Langzeitarbeitslose haben kaum Chancen auf Jobs

02. Februar 2012  Arbeit & Kapital, Hartz IV

Die Wirtschaft boomt, leider nur in den Kassen der Arbeitgeber. Für Erwerbstätige zahlt sich dies nicht in Lohnsteigerungen aus. Und Langzeitarbeitslosen bringt dies auch keine neuen Job. Nur wenige, knapp unter 15 Prozent der Langzeitarbeitslosen konnte im vergangenem Jahr in eine Erwerbstätigkeit auf dem ersten Arbeitsmarkt vermittelt werden. In den Statistiken der Bundesagentur für Arbeit (BA) tauchen viele Langzeitarbeitslose trotzdem nicht auf.

Trotz der boomenden Wirtschaft und der damit verbundenen Steigerung der Unternehmensgewinne haben es Langzeitarbeitslose weiterhin schwer, eine feste Anstellung zu bekommen. Von den etwa 1,4 Millionen Bürgern, die länger als ein Jahr ohne Job waren und im „Boom-Jahr 2011“ ihre Erwerbslosigkeit beendeten, erhielten 208.000 eine Beschäftigung am ersten Arbeitsmarkt – das sind nur 14,9 Prozent.

Hierzu befragte DIE LINKE die Bundesregierung, aus der Antwort geht hervor, dass die BA 85% der Langzeitarbeitslosen nicht mehr als langzeitarbeitslos, obwohl sie keine Arbeit auf dem ersten Arbeitsmarkt finden.
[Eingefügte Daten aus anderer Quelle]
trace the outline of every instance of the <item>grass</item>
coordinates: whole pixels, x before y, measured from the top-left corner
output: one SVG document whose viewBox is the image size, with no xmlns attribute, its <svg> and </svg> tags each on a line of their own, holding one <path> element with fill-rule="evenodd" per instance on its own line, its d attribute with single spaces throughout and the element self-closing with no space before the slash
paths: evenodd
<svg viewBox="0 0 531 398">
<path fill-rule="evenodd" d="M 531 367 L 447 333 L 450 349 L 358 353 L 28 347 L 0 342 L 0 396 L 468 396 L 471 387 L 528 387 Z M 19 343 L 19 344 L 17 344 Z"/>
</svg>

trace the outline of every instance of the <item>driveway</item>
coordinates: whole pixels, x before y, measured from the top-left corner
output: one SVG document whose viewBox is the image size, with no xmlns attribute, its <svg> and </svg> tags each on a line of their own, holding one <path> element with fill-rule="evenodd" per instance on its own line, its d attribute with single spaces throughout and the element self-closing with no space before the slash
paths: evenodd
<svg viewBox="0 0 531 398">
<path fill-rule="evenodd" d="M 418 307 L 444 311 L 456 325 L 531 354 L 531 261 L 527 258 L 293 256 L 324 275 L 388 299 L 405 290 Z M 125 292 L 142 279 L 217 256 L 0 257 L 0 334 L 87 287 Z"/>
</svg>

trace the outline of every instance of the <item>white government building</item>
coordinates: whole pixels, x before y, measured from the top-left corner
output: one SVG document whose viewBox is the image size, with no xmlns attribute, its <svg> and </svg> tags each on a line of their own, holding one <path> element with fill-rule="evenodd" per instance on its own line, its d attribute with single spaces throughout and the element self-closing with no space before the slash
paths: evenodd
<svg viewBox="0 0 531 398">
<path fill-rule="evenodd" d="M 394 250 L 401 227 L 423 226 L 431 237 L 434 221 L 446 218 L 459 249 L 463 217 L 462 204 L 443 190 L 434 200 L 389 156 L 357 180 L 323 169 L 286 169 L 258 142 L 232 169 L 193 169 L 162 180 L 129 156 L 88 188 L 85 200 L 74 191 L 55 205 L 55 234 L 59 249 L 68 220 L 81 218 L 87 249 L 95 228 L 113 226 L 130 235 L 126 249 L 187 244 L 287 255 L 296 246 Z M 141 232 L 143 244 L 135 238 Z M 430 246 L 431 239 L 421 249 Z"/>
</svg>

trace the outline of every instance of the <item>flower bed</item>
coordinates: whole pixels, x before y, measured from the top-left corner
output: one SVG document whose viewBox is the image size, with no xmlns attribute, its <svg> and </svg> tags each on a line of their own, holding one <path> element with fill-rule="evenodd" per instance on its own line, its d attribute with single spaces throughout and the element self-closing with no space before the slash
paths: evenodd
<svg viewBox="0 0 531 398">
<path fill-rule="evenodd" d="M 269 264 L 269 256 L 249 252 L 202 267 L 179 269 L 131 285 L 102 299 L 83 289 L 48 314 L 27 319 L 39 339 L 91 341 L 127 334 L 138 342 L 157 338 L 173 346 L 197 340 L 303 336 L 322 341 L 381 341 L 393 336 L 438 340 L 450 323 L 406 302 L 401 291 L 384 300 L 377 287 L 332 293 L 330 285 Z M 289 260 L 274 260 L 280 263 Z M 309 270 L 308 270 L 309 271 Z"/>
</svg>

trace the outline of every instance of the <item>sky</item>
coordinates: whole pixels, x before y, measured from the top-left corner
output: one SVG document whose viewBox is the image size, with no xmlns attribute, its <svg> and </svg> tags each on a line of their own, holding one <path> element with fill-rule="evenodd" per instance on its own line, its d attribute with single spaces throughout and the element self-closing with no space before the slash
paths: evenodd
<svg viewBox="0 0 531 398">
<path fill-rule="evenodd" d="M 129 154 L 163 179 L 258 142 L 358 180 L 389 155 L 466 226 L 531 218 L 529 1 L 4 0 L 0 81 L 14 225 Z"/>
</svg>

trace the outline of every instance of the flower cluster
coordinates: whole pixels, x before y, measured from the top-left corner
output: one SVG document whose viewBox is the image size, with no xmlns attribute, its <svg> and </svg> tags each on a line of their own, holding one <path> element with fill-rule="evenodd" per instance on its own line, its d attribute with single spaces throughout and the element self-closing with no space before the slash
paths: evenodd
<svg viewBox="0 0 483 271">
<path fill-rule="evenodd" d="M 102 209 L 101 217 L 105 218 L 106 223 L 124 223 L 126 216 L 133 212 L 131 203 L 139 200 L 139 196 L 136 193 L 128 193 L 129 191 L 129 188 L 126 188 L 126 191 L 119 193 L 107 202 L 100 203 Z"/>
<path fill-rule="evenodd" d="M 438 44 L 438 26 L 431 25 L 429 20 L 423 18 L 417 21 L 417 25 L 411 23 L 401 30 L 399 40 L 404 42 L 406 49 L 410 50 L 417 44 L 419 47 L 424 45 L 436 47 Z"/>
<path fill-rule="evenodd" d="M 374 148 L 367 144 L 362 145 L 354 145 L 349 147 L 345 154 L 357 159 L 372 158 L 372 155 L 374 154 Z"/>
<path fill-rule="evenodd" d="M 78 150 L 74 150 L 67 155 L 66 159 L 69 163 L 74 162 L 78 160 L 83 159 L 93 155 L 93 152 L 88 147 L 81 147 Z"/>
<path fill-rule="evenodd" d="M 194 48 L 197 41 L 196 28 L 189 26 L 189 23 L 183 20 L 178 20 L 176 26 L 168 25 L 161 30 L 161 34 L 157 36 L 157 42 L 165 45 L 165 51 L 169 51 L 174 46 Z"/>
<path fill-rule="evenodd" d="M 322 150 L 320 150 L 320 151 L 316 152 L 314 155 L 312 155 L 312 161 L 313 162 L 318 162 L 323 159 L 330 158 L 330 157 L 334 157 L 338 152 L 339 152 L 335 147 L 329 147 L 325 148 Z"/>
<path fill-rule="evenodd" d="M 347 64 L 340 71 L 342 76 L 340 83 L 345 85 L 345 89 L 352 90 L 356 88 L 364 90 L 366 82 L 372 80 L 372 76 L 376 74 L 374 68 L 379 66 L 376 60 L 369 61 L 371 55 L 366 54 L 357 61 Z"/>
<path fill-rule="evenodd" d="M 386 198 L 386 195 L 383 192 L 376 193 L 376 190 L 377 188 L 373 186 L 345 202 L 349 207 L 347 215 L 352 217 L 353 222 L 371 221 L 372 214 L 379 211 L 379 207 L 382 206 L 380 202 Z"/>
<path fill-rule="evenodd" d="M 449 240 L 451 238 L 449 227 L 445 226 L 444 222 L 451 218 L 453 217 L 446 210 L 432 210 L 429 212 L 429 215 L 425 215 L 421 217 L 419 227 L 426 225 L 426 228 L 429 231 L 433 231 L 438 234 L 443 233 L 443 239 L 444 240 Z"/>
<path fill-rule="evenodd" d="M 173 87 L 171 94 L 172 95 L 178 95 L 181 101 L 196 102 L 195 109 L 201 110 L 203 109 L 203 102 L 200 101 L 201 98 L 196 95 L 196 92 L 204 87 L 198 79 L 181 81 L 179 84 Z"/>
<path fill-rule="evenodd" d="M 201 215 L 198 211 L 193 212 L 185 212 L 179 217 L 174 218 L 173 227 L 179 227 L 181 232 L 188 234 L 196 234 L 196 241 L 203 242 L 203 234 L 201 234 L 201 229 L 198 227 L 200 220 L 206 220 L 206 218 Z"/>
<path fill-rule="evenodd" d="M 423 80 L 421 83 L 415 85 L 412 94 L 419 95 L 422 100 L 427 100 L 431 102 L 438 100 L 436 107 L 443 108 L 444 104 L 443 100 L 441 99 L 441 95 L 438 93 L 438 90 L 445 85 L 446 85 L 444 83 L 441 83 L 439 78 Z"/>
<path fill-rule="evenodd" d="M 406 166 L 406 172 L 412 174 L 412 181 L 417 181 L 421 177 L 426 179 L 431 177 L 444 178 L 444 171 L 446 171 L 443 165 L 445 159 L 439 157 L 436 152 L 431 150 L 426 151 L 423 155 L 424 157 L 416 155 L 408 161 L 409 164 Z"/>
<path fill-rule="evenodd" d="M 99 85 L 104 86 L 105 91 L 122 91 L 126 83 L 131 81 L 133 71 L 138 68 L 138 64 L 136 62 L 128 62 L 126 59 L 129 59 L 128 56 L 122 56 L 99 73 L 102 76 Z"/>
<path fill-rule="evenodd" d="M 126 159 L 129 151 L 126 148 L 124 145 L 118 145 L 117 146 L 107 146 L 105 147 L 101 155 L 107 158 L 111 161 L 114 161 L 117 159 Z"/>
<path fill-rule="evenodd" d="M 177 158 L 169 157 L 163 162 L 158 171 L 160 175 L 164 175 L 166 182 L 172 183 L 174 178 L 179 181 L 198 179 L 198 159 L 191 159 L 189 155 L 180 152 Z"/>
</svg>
Ganze 35 Prozent werden auf Grund von Arbeitsunfähigkeit nicht mehr als langzeitarbeitslos registriert. „Wer etwa krankgeschrieben ist, wird in dieser Zeit nicht mitgezählt, weil er dem Arbeitsmarkt nicht zur Verfügung steht“, führt die BA aus. 11,1 Prozent galten nicht mehr als langfristig Jobsuchende „auf Grund fehlender Verfügbarkeit oder Mitwirkung“, wie es in der Antwort auf die Fragen der LINKEN heißt. Darunter versteht die BA Erwerbslose, die zum Beispiel Termine verpassen und denen das Arbeitslosengeld (ALG) I gesperrt oder ALG II (Hartz IV) gestrichen wird. Weitere 23 Prozent zählen nicht mehr als langzeitarbeitslos, weil sie von einer arbeitsmarktpolitischen Maßnahme profitierten. Dabei kann es sich um einen Lohnkostenzuschuss, Ein-Euro-Jobs oder eine Qualifizierung handeln. Danach sind sie entweder weiter auf Arbeitslosengeld angewiesen, machen sich selbständig oder finden einen Job. Je nach Programm gelinge es so, 50 bis fast 70 Prozent der Teilnehmer in den Arbeitsmarkt zu integrieren, sagte die BA. Deutlich besser sieht es für die Arbeitslosen aus, die weniger als zwölf Monate erwerbslos waren und ebenfalls ihre Arbeitslosigkeit beendeten. Von ihnen erhielten gut ein Drittel einen richtigen Job. Wenn auch vielfach in der Zeitarbeit oder auf andere Weise prekär.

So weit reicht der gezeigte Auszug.